Die vielgerühmte Stadt empfing uns mit ihrem prächtigen Bahnhof und ekelhaftem Nieselregen. Kaum hatten wir den Bahnhof verlassen, hielt eine Straßenbahn, die wir spontan als die richtige Linie erkannten. Wir quetschten uns in die ohnehin schon sehr volle Bahn und bekamen einen ersten Eindruck von Irkutsk. Leider konnte uns die Stadt zunächst nicht wirklich überzeugen. Die Straßen durch die unsere Fahrt führte waren großteils ziemlich grau und heruntergekommen, sehr viel Sowjet-Beton, verlassene und verfallende Gebäude und Straßen mit unzähligen Schlaglöchern. Das Gesamtbild wurde durch den Regen weiter getrübt. Daher waren wir sehr froh, als wir nach kurzer Fahrt und einigen hundert Metern zu Fuß an unserem Hostel ankamen, das sich als sehr gemütlich herausstellte. Nachdem wir uns eingerichtet und geduscht hatten, frühstücken wir im Hostel und da inzwischen der Regen aufgehört hatte, machten wir uns anschließend auf, Irkutsk eine zweite Chance für einen ersten Eindruck zu geben.


Unser Weg führte uns zunächst in Richtung des Kvartal 130. Irkutsk ist, wie andere große sibirische Städte, für seine schönen, mit kunstvollen Schnitzereien verzierten Holzhäusern bekannt. Da die schönsten Beispiele dieser Architektur in der ganzen Stadt verstreut sind, ließ die Stadtverwaltung vor einigen Jahren ein eigenes Touristenviertel aufbauen. Hier wurden neu gebaute Imitationen solcher Häuser an Exemplare gereiht, die woanders abgerissen, abtransportiert und Stück für Stück wieder aufgebaut worden waren. Das Ergebnis, besagtes Kvartal 130, schockierte uns mit seiner beeindruckenden Hässlichkeit. Außer dutzenden identischen Souvenirshops, Touristenrestaurants und aufdringlichen Straßenmusikern hatte es nur eine große, sehr unsympathische Mall zu bieten. Nach sehr kurzer Zeit verließen wir das Kvartal wieder und sahen uns stattdessen eine nahegelegene, sehr schöne orthodoxe Kathedrale an. Im Anschluss aßen wir in einem kleinen, sehr russischen Restaurant verschiedenste gefüllte Teigtaschen.

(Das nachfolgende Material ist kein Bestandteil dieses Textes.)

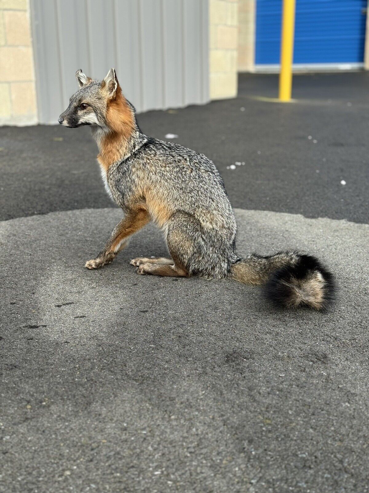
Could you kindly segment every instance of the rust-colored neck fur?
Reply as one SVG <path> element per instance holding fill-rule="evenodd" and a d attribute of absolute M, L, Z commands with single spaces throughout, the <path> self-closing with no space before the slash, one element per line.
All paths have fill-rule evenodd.
<path fill-rule="evenodd" d="M 114 99 L 108 103 L 106 123 L 108 133 L 100 139 L 97 160 L 107 172 L 113 163 L 126 154 L 128 143 L 136 129 L 134 116 L 118 87 Z"/>

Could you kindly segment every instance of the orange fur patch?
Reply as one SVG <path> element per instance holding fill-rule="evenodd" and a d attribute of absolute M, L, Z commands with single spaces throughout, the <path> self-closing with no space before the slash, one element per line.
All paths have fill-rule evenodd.
<path fill-rule="evenodd" d="M 155 197 L 154 194 L 147 194 L 146 199 L 146 207 L 153 220 L 159 227 L 162 227 L 173 215 L 174 211 L 159 198 Z"/>
<path fill-rule="evenodd" d="M 127 214 L 109 251 L 115 252 L 116 248 L 124 238 L 133 235 L 150 222 L 150 217 L 145 209 L 140 208 Z"/>
<path fill-rule="evenodd" d="M 126 150 L 127 143 L 134 131 L 134 117 L 118 87 L 114 99 L 108 103 L 106 122 L 110 132 L 101 139 L 97 160 L 107 172 Z"/>

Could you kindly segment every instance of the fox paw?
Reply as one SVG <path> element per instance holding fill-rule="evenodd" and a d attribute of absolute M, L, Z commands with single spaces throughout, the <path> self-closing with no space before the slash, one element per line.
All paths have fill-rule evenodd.
<path fill-rule="evenodd" d="M 100 269 L 106 264 L 110 264 L 113 261 L 114 258 L 114 257 L 106 257 L 105 258 L 93 258 L 86 262 L 85 267 L 87 269 Z"/>
<path fill-rule="evenodd" d="M 141 264 L 137 269 L 137 274 L 141 274 L 142 276 L 145 276 L 145 274 L 150 274 L 151 273 L 152 267 L 152 264 Z"/>
<path fill-rule="evenodd" d="M 150 261 L 149 258 L 147 258 L 146 257 L 137 257 L 137 258 L 134 258 L 129 262 L 131 265 L 134 265 L 135 267 L 138 267 L 139 265 L 141 265 L 141 264 L 146 264 Z"/>

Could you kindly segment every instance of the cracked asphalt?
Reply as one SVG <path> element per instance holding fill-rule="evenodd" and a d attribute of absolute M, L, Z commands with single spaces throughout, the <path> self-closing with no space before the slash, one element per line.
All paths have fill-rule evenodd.
<path fill-rule="evenodd" d="M 213 159 L 241 254 L 322 259 L 323 314 L 137 276 L 152 225 L 87 270 L 121 218 L 88 129 L 0 128 L 0 492 L 369 491 L 368 75 L 297 76 L 283 105 L 276 80 L 139 123 Z"/>

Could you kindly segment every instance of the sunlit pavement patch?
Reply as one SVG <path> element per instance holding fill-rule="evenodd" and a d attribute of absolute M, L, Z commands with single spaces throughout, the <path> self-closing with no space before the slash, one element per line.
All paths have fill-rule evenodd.
<path fill-rule="evenodd" d="M 152 226 L 85 269 L 118 210 L 0 223 L 4 491 L 365 491 L 369 226 L 236 214 L 241 255 L 322 259 L 338 288 L 330 311 L 137 276 L 131 258 L 166 253 Z"/>

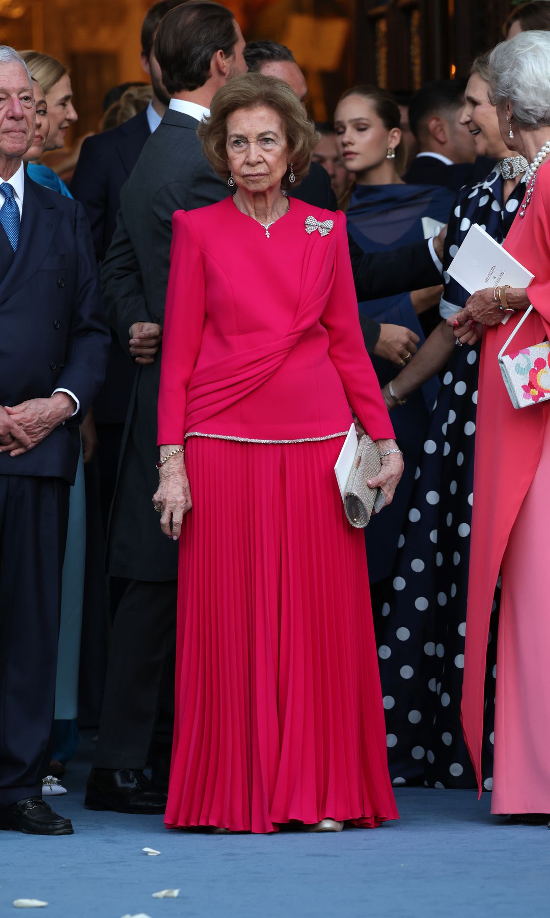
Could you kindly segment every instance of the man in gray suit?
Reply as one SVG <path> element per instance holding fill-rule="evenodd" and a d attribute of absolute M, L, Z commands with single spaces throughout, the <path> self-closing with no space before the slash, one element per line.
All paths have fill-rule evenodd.
<path fill-rule="evenodd" d="M 163 672 L 173 679 L 177 543 L 160 532 L 151 496 L 158 486 L 157 353 L 170 269 L 171 218 L 221 200 L 230 189 L 203 156 L 196 128 L 227 80 L 247 72 L 245 40 L 233 14 L 187 3 L 161 20 L 155 55 L 171 96 L 121 193 L 113 242 L 102 270 L 111 325 L 138 365 L 108 534 L 112 577 L 130 584 L 114 623 L 105 695 L 86 806 L 162 812 L 165 789 L 145 776 L 158 722 Z M 171 722 L 166 718 L 167 745 Z"/>

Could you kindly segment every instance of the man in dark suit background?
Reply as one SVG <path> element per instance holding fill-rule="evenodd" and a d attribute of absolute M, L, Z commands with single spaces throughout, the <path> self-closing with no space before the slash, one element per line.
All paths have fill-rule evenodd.
<path fill-rule="evenodd" d="M 476 151 L 468 127 L 460 123 L 466 80 L 434 80 L 414 94 L 409 123 L 418 153 L 403 175 L 410 185 L 435 185 L 459 191 L 471 181 Z"/>
<path fill-rule="evenodd" d="M 112 326 L 123 347 L 142 322 L 159 337 L 170 268 L 171 218 L 221 200 L 230 189 L 203 156 L 196 128 L 215 91 L 246 72 L 244 39 L 233 13 L 187 3 L 162 19 L 155 54 L 171 95 L 121 193 L 121 210 L 103 266 Z M 135 344 L 131 345 L 135 350 Z M 162 812 L 166 795 L 143 775 L 157 720 L 165 664 L 174 666 L 177 544 L 162 535 L 158 487 L 160 354 L 137 356 L 138 378 L 125 430 L 108 535 L 111 576 L 130 583 L 114 622 L 94 768 L 85 803 L 122 812 Z"/>
<path fill-rule="evenodd" d="M 41 791 L 69 490 L 109 333 L 83 208 L 25 174 L 32 84 L 6 46 L 0 82 L 0 829 L 59 835 L 71 822 Z"/>
<path fill-rule="evenodd" d="M 153 97 L 148 107 L 117 128 L 87 138 L 71 182 L 71 192 L 83 205 L 90 220 L 99 263 L 105 257 L 113 239 L 120 207 L 120 189 L 136 165 L 145 141 L 160 124 L 170 102 L 155 57 L 154 40 L 160 19 L 179 3 L 181 0 L 160 0 L 148 11 L 141 27 L 141 66 L 149 74 L 153 88 Z M 139 334 L 143 339 L 138 340 L 147 347 L 147 327 L 142 328 Z M 123 348 L 113 334 L 105 380 L 94 402 L 105 527 L 135 375 L 136 367 L 127 343 Z"/>
<path fill-rule="evenodd" d="M 305 76 L 296 63 L 292 50 L 285 45 L 269 40 L 248 41 L 245 48 L 245 61 L 251 73 L 274 76 L 288 84 L 302 104 L 305 105 L 307 98 Z M 328 210 L 336 210 L 337 207 L 330 176 L 314 160 L 312 162 L 309 174 L 296 189 L 292 189 L 292 196 L 305 201 L 306 204 L 314 204 Z M 370 254 L 365 254 L 350 236 L 348 242 L 359 300 L 375 297 L 376 294 L 372 291 L 377 284 L 383 290 L 380 295 L 388 296 L 391 293 L 414 290 L 417 286 L 425 286 L 426 277 L 431 278 L 431 284 L 438 284 L 441 280 L 440 268 L 435 267 L 426 243 L 402 248 L 397 263 L 394 252 L 377 252 L 376 258 L 372 260 Z M 440 254 L 442 248 L 441 246 L 439 249 Z M 388 255 L 390 261 L 386 264 Z M 403 285 L 408 282 L 411 282 L 411 286 Z M 359 322 L 368 353 L 400 364 L 406 354 L 412 355 L 416 353 L 418 336 L 404 326 L 380 324 L 361 313 L 359 313 Z"/>

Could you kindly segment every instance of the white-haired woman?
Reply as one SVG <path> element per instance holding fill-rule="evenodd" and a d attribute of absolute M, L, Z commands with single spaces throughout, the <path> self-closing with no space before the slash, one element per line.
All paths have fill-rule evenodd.
<path fill-rule="evenodd" d="M 531 304 L 534 309 L 514 339 L 513 353 L 550 335 L 550 34 L 523 32 L 502 42 L 491 52 L 489 66 L 490 95 L 502 138 L 531 163 L 525 197 L 504 247 L 533 272 L 534 280 L 527 290 L 479 290 L 448 319 L 462 343 L 475 340 L 471 319 L 486 326 L 462 714 L 479 778 L 489 619 L 501 570 L 492 812 L 546 823 L 550 616 L 544 532 L 550 512 L 550 403 L 540 402 L 550 391 L 550 374 L 548 366 L 530 372 L 527 359 L 523 361 L 523 398 L 532 407 L 514 410 L 497 354 Z M 513 310 L 505 326 L 500 306 Z"/>

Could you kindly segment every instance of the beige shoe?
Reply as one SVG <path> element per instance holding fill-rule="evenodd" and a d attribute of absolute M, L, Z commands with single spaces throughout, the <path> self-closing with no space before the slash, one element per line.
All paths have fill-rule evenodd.
<path fill-rule="evenodd" d="M 312 825 L 303 826 L 304 832 L 341 832 L 344 823 L 338 823 L 336 819 L 322 819 L 320 823 L 314 823 Z"/>

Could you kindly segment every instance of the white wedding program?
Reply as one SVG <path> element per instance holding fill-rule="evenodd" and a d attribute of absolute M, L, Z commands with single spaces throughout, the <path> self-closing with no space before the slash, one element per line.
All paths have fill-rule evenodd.
<path fill-rule="evenodd" d="M 469 294 L 503 284 L 527 287 L 534 277 L 477 223 L 469 228 L 447 272 Z"/>

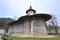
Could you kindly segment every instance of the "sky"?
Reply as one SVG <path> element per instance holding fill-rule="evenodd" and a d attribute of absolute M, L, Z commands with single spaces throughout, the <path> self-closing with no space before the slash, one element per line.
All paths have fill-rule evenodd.
<path fill-rule="evenodd" d="M 37 13 L 55 15 L 60 25 L 60 0 L 0 0 L 0 18 L 18 19 L 26 15 L 30 5 Z"/>

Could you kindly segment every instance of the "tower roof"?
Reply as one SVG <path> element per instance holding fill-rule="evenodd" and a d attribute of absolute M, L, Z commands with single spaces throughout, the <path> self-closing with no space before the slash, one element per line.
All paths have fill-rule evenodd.
<path fill-rule="evenodd" d="M 32 9 L 31 5 L 30 5 L 29 9 L 26 11 L 26 13 L 28 13 L 29 11 L 33 11 L 34 13 L 36 13 L 36 11 L 34 9 Z"/>

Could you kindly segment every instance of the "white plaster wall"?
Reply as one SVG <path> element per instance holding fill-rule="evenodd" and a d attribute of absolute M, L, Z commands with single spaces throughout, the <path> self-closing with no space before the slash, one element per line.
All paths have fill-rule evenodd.
<path fill-rule="evenodd" d="M 37 33 L 47 33 L 45 22 L 43 19 L 36 20 L 35 32 L 36 31 L 37 31 Z"/>

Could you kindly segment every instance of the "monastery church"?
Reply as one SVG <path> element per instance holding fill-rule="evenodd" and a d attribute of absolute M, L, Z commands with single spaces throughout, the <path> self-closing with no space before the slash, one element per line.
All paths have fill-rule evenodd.
<path fill-rule="evenodd" d="M 52 16 L 49 14 L 36 13 L 36 10 L 30 6 L 26 11 L 26 15 L 8 24 L 8 34 L 21 37 L 47 36 L 46 21 L 51 18 Z"/>

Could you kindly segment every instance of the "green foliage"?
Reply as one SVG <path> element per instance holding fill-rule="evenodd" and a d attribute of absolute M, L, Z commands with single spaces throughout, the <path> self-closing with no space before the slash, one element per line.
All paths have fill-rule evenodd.
<path fill-rule="evenodd" d="M 4 29 L 6 24 L 12 21 L 14 20 L 11 18 L 0 18 L 0 29 Z"/>

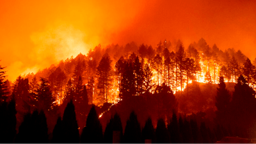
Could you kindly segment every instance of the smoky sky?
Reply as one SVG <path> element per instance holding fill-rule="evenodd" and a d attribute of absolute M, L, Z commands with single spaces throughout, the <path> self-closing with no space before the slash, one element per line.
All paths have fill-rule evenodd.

Nachmittags sahen wir uns einen anderen Teil der Stadt an. Unser Weg führte an der Angara entlang, einem der größten Zuflüsse des Baikalsees. Wir verbrachten viel Zeit in verschiedenen Parks am Ufer und auf Inseln im Fluss, wo wir verschiedene kleinere Sehenswürdigkeiten besichtigten, unter anderem eine Statue von Nikolaus II., dem letzten Zar Russlands. Anschließend besuchten wir im Norden der Stadt die obligatorische Lenin-Statue und buchten unseren Bus nach Listvyanka, ans Ufer des Baikalsees. Nachdem wir noch kurz einige Vorräte für die nächsten Tage eingekauft hatten, begaben wir uns zurück zum Hostel.


Der nächste Tag begann früh und hektisch. Auf dem Weg zum Busbahnhof hatte unsere Straßenbahn eine längere Verspätung, weshalb wir sehr gestresst an unserem Ziel ankamen. Dort erfuhren wir durch eine Lautsprecherdurchsage, die ein sehr hilfsbereiter Russe für uns übersetzte, dass unser Bus eine halbe Stunde Verspätung hatte. Diese nutzte unser neuer Bekannter, um uns hilfreiche Tipps für Listvyanka zu geben. Nachdem der Bus schließlich kam verlief die Fahrt recht unspektakulär, und nach etwa einer Stunde kam schließlich der sagenumwobene Baikalsee in Sicht.